Yes, we are all equal! But thank goodness we’re not all the same! We may have our differences, and come from a variety of ethnicities and backgrounds, but that just keeps life and people interesting. God loves diversity — just take a look at nature and you’ll understand this — and when He created the human race He seasoned the world with a wide variety of “flavors” (sabor)!
The prophet Samuel wrote, “The LORD does not look at the things people look at. People look at the outward appearance, but the LORD looks at the heart.” (1 Samuel 16:7 NIV) In other words, God determines who we are by looking inside; it’s the condition of our hearts that signifies the kind of people we are, not a set of external factors. So, as we reflect on Dr. King’s message and legacy, let’s also examine our own hearts — honestly. Once we do, we should ask ourselves if what we discover would be pleasing in the eyes of the God who is Love!

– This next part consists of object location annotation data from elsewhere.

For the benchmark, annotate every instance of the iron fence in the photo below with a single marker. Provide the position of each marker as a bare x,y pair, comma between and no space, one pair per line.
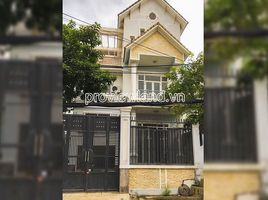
230,125
161,145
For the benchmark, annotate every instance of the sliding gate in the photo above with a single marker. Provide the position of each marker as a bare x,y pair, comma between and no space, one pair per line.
91,153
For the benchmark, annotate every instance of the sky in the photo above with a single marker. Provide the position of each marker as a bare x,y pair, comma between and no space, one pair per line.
105,12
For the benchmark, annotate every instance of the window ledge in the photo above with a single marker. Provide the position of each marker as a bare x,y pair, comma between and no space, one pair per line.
233,167
159,166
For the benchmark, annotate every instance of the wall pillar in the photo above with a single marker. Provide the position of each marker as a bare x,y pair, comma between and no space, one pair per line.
124,148
198,151
261,119
134,81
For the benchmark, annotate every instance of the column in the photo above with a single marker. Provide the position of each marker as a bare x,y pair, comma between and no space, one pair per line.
198,150
261,119
124,148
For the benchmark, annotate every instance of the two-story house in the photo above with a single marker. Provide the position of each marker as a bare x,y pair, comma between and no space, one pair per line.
138,149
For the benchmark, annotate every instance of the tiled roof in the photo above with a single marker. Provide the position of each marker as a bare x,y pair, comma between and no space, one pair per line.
146,32
154,0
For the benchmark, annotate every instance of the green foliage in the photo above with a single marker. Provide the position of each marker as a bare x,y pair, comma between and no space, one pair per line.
166,192
81,71
45,15
188,79
236,15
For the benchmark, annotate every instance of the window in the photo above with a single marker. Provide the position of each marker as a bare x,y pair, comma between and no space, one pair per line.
132,38
142,31
149,84
109,41
152,16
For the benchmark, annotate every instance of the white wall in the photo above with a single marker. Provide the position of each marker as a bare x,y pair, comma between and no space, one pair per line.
139,18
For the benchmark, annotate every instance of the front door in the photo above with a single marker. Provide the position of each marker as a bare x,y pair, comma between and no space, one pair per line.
91,152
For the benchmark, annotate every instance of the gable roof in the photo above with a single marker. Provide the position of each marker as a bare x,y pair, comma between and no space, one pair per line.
172,10
163,31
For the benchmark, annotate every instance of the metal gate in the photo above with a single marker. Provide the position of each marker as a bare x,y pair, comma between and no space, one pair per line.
91,152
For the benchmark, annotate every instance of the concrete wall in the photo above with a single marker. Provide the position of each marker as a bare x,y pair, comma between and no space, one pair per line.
139,18
226,184
158,178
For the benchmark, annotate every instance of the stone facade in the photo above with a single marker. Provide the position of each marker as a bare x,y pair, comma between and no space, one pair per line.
227,184
158,178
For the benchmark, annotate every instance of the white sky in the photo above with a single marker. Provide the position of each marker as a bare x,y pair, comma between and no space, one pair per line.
105,12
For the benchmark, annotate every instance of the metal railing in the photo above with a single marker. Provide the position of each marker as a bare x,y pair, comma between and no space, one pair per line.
157,145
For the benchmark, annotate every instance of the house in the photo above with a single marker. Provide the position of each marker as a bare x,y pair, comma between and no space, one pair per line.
135,149
31,109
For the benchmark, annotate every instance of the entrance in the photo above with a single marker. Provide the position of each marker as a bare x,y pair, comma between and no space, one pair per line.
91,152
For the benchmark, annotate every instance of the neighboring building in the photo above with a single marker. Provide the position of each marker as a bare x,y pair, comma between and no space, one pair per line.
156,152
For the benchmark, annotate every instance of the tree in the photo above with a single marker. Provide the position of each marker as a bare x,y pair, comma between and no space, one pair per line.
188,79
238,16
81,71
44,15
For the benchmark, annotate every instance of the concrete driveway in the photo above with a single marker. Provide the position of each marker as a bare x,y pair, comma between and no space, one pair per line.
95,196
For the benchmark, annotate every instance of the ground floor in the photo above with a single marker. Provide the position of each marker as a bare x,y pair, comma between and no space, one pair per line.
135,150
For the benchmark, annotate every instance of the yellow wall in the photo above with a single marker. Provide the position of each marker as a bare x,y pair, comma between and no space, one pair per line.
150,178
225,185
158,42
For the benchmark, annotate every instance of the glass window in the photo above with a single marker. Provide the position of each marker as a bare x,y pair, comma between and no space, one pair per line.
164,85
149,86
152,78
164,78
141,85
141,77
157,87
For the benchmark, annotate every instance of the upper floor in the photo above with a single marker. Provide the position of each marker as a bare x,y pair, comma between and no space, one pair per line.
137,20
143,47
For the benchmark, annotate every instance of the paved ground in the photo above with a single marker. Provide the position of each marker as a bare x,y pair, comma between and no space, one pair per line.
95,196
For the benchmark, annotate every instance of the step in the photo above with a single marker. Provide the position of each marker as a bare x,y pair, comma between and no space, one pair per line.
195,197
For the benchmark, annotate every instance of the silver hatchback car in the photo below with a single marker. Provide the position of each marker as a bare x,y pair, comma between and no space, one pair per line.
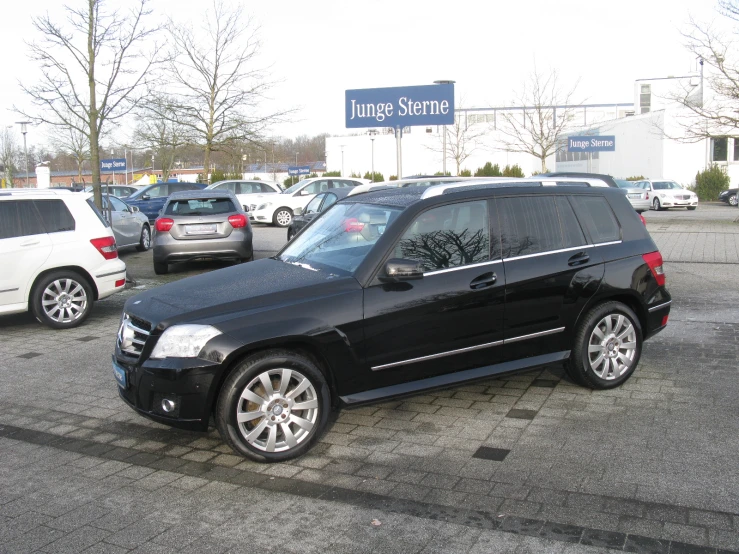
201,224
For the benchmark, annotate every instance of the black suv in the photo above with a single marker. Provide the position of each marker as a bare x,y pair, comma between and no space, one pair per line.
393,292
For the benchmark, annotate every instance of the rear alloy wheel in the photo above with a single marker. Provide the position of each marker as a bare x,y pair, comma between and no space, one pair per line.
145,240
62,299
273,407
283,217
607,347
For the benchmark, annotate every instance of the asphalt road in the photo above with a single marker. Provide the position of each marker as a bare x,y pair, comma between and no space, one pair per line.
649,467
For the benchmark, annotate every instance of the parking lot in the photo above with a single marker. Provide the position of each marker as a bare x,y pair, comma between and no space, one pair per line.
648,467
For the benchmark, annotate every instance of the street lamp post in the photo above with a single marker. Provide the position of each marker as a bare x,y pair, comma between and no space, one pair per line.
443,163
24,130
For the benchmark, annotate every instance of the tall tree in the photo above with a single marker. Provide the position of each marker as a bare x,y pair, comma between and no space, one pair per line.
544,114
9,152
215,80
93,63
73,143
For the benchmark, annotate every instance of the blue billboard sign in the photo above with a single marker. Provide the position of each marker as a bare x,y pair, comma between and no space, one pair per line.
114,165
298,170
601,143
400,106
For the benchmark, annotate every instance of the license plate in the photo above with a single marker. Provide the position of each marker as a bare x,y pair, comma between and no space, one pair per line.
200,229
120,375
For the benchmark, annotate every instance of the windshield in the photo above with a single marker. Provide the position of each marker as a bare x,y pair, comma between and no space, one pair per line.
665,185
340,239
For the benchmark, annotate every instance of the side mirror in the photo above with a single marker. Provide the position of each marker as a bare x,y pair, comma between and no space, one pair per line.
398,269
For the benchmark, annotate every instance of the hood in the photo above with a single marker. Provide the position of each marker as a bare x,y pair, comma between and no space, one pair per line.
214,296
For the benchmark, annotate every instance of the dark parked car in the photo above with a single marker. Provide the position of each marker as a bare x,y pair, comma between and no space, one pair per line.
150,200
320,203
201,224
391,293
730,197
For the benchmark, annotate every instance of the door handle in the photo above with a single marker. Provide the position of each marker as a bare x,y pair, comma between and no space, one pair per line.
578,259
484,280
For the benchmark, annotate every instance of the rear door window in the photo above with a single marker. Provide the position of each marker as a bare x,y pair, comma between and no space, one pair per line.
597,217
55,215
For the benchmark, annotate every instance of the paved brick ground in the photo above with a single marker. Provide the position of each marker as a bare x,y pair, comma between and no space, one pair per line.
649,467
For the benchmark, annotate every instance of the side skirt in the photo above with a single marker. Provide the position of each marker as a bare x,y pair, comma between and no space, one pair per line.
451,379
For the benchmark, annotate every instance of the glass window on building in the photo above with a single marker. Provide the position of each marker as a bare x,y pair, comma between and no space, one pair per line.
645,98
719,149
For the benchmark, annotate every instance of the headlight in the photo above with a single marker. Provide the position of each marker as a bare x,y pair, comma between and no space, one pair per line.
183,341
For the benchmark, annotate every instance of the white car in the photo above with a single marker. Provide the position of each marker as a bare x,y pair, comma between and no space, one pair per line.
57,256
668,194
247,191
279,209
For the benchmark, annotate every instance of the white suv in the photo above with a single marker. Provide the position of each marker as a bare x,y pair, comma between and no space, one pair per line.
57,256
278,209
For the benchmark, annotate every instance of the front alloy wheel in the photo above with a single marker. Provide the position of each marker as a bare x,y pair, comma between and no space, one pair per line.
273,406
283,217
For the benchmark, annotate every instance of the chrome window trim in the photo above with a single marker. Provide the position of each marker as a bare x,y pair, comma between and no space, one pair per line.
658,306
560,251
449,269
468,349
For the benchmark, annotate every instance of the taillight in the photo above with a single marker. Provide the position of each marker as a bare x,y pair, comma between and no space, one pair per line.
164,224
353,225
654,261
237,221
106,246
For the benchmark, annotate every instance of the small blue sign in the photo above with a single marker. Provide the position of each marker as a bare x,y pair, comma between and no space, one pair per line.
400,106
114,165
600,143
298,170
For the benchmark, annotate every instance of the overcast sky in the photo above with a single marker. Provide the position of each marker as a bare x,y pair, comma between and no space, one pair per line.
320,48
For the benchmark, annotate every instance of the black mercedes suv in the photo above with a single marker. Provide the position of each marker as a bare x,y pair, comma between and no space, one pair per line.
393,292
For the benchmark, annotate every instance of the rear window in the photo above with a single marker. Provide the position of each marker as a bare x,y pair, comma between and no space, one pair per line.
55,215
597,217
200,206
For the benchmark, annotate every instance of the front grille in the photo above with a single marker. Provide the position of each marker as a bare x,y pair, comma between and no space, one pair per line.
132,335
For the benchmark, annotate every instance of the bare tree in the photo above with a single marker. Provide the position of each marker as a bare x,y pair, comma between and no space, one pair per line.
92,66
161,130
546,109
74,143
9,152
216,81
711,107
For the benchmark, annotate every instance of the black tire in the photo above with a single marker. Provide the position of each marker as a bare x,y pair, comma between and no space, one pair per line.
580,366
246,375
282,221
145,239
70,310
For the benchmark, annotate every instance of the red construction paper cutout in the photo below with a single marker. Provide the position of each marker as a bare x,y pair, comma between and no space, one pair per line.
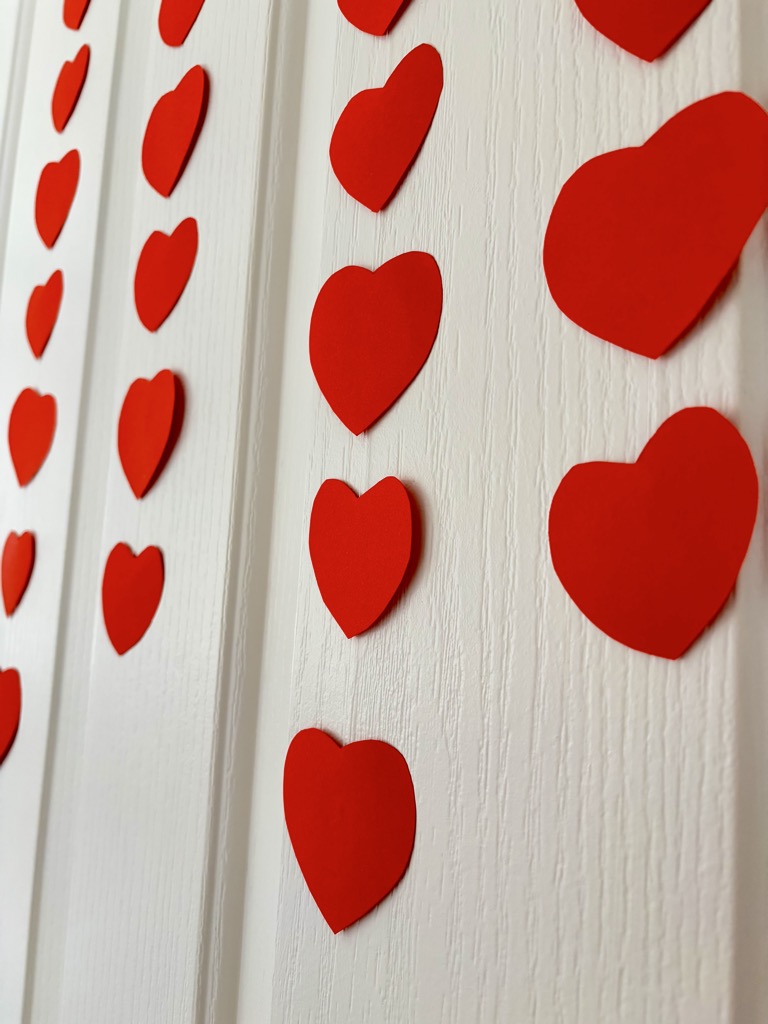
173,129
17,563
350,813
131,591
650,551
150,425
645,28
42,312
10,710
374,16
55,194
163,271
360,549
372,332
74,12
641,240
31,429
176,18
381,131
69,86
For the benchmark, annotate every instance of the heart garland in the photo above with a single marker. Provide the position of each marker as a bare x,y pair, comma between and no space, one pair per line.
646,29
640,241
650,551
380,131
17,563
131,589
31,429
173,130
42,312
69,86
55,194
360,548
150,425
350,813
10,710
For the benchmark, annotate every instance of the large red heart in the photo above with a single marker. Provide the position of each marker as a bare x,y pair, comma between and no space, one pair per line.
350,813
31,429
17,563
163,271
374,16
131,590
42,312
55,194
640,241
650,551
645,28
173,129
380,131
150,425
74,12
371,333
176,18
10,710
69,86
360,549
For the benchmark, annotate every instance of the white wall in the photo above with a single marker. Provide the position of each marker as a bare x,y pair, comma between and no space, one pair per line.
592,837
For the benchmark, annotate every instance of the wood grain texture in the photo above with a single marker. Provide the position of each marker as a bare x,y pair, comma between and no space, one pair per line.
30,640
592,836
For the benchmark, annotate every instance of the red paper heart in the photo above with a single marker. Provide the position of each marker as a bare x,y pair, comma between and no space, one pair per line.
380,131
360,549
640,241
163,271
646,29
173,129
374,16
42,312
350,813
150,425
18,561
10,710
650,551
31,429
372,332
131,590
55,194
176,18
69,86
74,12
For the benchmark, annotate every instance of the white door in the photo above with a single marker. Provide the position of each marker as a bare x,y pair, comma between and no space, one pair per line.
592,836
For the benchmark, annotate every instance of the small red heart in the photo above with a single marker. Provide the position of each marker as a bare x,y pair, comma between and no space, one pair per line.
10,710
55,194
42,312
131,590
31,429
176,18
646,29
372,332
360,549
69,86
150,425
381,131
173,129
163,271
18,561
374,16
640,241
74,12
650,551
350,813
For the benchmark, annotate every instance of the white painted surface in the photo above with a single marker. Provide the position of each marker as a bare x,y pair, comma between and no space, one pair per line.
592,833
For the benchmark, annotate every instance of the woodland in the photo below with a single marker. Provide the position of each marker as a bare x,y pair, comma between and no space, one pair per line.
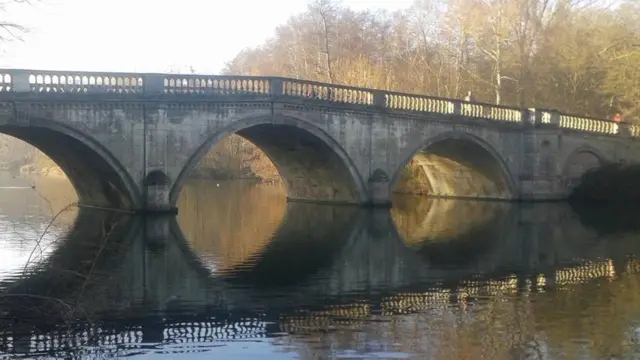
577,56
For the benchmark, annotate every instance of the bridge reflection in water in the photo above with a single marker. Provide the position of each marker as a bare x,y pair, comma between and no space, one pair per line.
440,278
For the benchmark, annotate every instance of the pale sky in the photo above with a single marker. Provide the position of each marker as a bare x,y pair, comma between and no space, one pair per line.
146,35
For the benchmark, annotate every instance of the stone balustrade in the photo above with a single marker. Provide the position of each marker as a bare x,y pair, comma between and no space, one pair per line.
36,81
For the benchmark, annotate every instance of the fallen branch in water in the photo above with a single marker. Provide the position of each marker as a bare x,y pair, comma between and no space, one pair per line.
39,239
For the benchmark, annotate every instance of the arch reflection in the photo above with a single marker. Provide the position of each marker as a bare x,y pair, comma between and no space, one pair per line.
333,270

Search me, O God, and know heart: try me, and know my thoughts. And see if there be any wicked way in me, and lead me in the way everlasting. (Psalm 139:23-24 KJV) Create in me a new heart, O God, and renew a steadfast spirit within me. (Psalm 51:10 NIV)
Let’s work together to root out any prejudice, hatred, or bigotry toward our fellow man. We don’t have to agree with another person on every single issue in order to accept them; and we don’t have to adopt their worldview in order to love them.
Christ said, “This is My commandment, that you love one another as I have loved you.” (John 15:13)
Most of us dream of a better world. If we’re going to pursue this dream, we’ll need to start by being better. With God’s grace we can do it — together! Happy Martin Luther King, Jr. Day!